Justice Jeffrey Hjelm sentenced Milardo to 10 years in prison with all but four years suspended. Milardo also will be placed on probation for four years upon his release.
Assistant District Attorney Christopher Fernald said the victim in the robbery supported the sentence agreement reached between the prosecution and defense.
Milardo and the victim knew each other, Fernald said. Milardo was at the victim’s home in August 2013 when another man forced his way inside, and armed with a gun, stole money and oxycodone prescribed to the victim. The victim initially refused to cooperate and was struck in the back of the head with the gun. The armed man then forced the victim into the bathroom.
The victim said he called out to Milardo to see if he was safe but heard no response and came out of the bathroom to find that both the armed man and Milardo were gone, Fernald told the judge.
Police stopped the vehicle, driven by Milardo, a short time later in Wiscasset after a brief chase, the prosecutor said. The money, oxycodone and about $4,700 taken from two strong boxes at the victim’s home were recovered from the vehicle.

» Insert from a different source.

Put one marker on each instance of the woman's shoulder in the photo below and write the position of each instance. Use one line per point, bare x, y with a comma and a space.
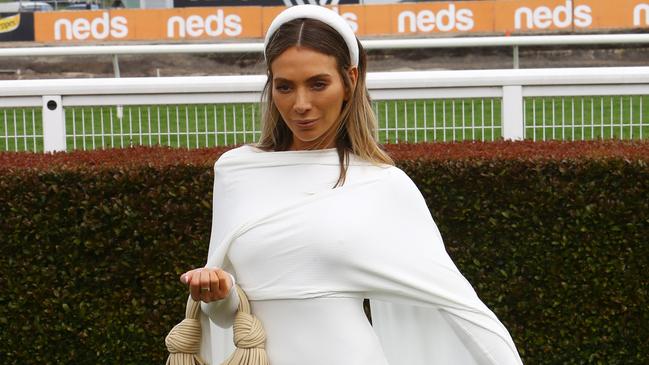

Milardo confessed his role, saying he and co-defendant David A. Williams Jr., 24, of Middletown, Conn., had planned the crime and that Milardo texted Williams when it was time to commit the robbery, Fernald said.
Defense attorney Eric “Rick” Morse said Milardo never intended for his friend to be harmed. The victim suffered cuts to his head, knees, elbows and back. The gun was an air pistol, he said. Fernald acknowledged that no weapon was found but a receipt for an air gun was located in the vehicle.
Milardo participated in the robbery because he had become addicted to drugs again, Morse said. His client had been bedridden for three months with serious cellulitis on a leg and had feared he would lose the leg. During this time, Milardo became addicted again to opiates, Morse said.
Milardo had drug convictions from 2004 through 2006 but no criminal offenses for the subsequent seven years, Fernald said.
Morse said the victim has supplied drugs to his client.
But Fernald said that was only Milardo’s contention and that the victim has not been charged nor is there an investigation into him.
Morse said Milardo is an incredibly talented man who worked as a chef.
“His drug addiction keeps pulling him back into the criminal justice system,” Morse said.
A charge of eluding an officer and reckless conduct were dismissed. Morse said that his client delayed stopping the vehicle as they were being chased by police so that he could have time to talk down Williams, who was considering challenging the officers instead of surrendering.
Williams is free on bail pending resolution of his case. Milardo has been held in jail since his arrest.